Damped and forced oscillations Flashcards
Understand free and forced oscillations, damped oscillations, resonance, resonance problems and damping solutions,
Give an example of a free oscillation.
Letting a pendulum swing freely, preferably in a vacuum.
The situation is set up for a continuous exchange of potential and kinetic energy, caused by a restoring force which is proportional to the displacement.
What is a natural frequency?
The frequency at which any oscillating system naturally oscillates at when left alone.
What is a forced oscillation?
An oscillation that is forced to oscillate at some frequency that is not it’s natural frequency.
The other frequency is known as the driving frequency.
In forcing oscillations, at what point should energy be added to the system?
Unless this is done at the natural frequency, the system is unlikely to undergo SHM and will dissipate the energy quite quickly.
This is what happens when you push a swing at the wrong moment.
What happens in damped oscillations?
Damped oscillations suffer a loss in energy at each oscillation and this reduces the amplitude over time.
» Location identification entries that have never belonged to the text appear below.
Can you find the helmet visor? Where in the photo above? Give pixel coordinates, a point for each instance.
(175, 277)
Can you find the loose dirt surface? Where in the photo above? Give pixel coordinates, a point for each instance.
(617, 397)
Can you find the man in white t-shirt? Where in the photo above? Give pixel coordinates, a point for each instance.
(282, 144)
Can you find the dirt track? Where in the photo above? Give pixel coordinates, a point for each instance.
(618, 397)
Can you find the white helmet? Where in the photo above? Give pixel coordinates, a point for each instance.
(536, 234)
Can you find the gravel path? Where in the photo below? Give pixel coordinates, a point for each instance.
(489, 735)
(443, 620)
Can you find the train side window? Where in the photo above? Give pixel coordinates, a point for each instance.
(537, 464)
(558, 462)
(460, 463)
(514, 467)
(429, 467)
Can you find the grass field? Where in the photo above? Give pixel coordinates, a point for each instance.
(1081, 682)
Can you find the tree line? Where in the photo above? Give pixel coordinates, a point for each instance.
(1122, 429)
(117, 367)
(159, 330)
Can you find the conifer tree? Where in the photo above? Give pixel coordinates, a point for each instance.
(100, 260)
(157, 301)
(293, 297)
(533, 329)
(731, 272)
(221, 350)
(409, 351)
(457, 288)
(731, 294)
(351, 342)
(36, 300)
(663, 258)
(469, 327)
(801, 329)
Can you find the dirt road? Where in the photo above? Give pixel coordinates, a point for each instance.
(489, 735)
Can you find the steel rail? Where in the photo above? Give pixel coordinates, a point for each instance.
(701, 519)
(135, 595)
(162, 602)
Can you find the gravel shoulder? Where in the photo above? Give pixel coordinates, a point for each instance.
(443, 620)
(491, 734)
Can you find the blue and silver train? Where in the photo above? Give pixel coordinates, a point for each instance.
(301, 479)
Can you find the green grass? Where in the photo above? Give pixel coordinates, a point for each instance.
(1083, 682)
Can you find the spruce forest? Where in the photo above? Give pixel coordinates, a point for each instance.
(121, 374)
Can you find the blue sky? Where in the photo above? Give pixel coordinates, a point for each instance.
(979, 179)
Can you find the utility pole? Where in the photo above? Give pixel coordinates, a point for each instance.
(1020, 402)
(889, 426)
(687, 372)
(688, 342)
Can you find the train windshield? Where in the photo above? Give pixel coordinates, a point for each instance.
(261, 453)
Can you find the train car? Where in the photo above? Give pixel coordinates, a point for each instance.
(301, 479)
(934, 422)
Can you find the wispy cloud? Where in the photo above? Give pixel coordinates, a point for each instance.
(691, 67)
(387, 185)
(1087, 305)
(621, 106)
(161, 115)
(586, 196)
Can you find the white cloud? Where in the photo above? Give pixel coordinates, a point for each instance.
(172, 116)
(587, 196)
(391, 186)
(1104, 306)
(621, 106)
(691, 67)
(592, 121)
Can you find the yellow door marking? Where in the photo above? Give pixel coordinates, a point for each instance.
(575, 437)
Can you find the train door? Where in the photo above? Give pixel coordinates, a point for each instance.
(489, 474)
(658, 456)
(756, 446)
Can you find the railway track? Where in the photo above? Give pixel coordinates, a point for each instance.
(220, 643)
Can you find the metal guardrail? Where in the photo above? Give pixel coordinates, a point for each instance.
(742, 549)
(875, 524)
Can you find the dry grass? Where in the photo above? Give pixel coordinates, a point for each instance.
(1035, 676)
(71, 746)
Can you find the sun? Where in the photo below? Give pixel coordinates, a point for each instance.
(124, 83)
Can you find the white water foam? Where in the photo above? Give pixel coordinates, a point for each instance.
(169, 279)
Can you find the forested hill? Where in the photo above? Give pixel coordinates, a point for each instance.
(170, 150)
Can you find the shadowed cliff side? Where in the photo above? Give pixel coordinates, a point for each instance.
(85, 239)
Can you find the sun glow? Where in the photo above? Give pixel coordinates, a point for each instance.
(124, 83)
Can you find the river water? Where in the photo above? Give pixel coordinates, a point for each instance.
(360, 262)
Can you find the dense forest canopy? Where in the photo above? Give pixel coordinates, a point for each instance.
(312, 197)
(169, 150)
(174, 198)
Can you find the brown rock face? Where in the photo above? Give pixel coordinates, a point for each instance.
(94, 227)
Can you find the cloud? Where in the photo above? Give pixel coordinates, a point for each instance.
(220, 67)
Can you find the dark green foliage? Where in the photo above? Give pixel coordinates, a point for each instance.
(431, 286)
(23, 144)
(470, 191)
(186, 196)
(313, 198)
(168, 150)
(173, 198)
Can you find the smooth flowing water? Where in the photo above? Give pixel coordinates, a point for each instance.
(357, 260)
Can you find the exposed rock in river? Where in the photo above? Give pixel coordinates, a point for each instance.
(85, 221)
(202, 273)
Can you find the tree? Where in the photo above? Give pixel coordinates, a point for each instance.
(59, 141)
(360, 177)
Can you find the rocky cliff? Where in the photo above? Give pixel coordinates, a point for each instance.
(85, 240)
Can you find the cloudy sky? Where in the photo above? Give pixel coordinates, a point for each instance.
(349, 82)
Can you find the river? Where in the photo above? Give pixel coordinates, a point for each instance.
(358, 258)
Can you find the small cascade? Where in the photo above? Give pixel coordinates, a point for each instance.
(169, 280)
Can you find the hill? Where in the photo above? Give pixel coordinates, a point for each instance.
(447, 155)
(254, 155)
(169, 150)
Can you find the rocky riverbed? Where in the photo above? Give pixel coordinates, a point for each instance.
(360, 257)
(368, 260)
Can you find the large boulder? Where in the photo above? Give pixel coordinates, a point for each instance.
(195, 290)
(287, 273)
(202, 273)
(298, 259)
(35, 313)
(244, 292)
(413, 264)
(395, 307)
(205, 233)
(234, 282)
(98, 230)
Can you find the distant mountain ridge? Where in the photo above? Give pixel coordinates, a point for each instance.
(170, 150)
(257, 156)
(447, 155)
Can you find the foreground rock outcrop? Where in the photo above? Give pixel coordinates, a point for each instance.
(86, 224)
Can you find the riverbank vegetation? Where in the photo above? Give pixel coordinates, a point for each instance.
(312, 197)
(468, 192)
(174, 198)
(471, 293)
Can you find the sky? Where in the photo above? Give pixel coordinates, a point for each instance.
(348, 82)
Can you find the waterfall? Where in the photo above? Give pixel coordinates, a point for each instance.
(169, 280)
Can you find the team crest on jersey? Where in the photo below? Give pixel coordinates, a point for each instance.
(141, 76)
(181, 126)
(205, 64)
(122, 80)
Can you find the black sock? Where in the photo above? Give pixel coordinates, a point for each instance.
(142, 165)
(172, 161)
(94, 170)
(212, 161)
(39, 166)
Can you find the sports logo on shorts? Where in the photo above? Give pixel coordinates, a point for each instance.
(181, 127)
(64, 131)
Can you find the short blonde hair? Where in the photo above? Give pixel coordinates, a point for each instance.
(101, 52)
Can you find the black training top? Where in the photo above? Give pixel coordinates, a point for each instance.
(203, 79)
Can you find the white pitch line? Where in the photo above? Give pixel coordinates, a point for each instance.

Give an example of damping.
Attaching a small sail to a pendulum to catch air, this increases the air resistance artificially.
What is underdamping?
The oscillator completing several oscillations resulting in an exponential decrease in amplitude.
What is overdamping?
This happens when the amplitude of the oscillation drops so rapidly that the oscillator does not even complete one cycle.
How is can it be said that an oscillation has been critically damped?
If the damping is such that the oscillator returns to its equilibrium position in the quickest possible time, without going past that position(known as overshooting), then it’s critically damped.
What does the amount of damping change?
It changes how quickly the amplitude is reduced.
Give a consequence of too much overdamping.
It can cause the oscillator to take a very long time to return to it’s equilibrium position.
What is resonance?
If a system or object is forced to vibrate at its natural frequency, it will absorb more and more energy, which increases the amplitude of the oscillations. This is called resonance.
What happens as the driving frequency applied to an oscillating system changes?
It will pass through the natural frequency of the system, this results in large amplitude vibrations.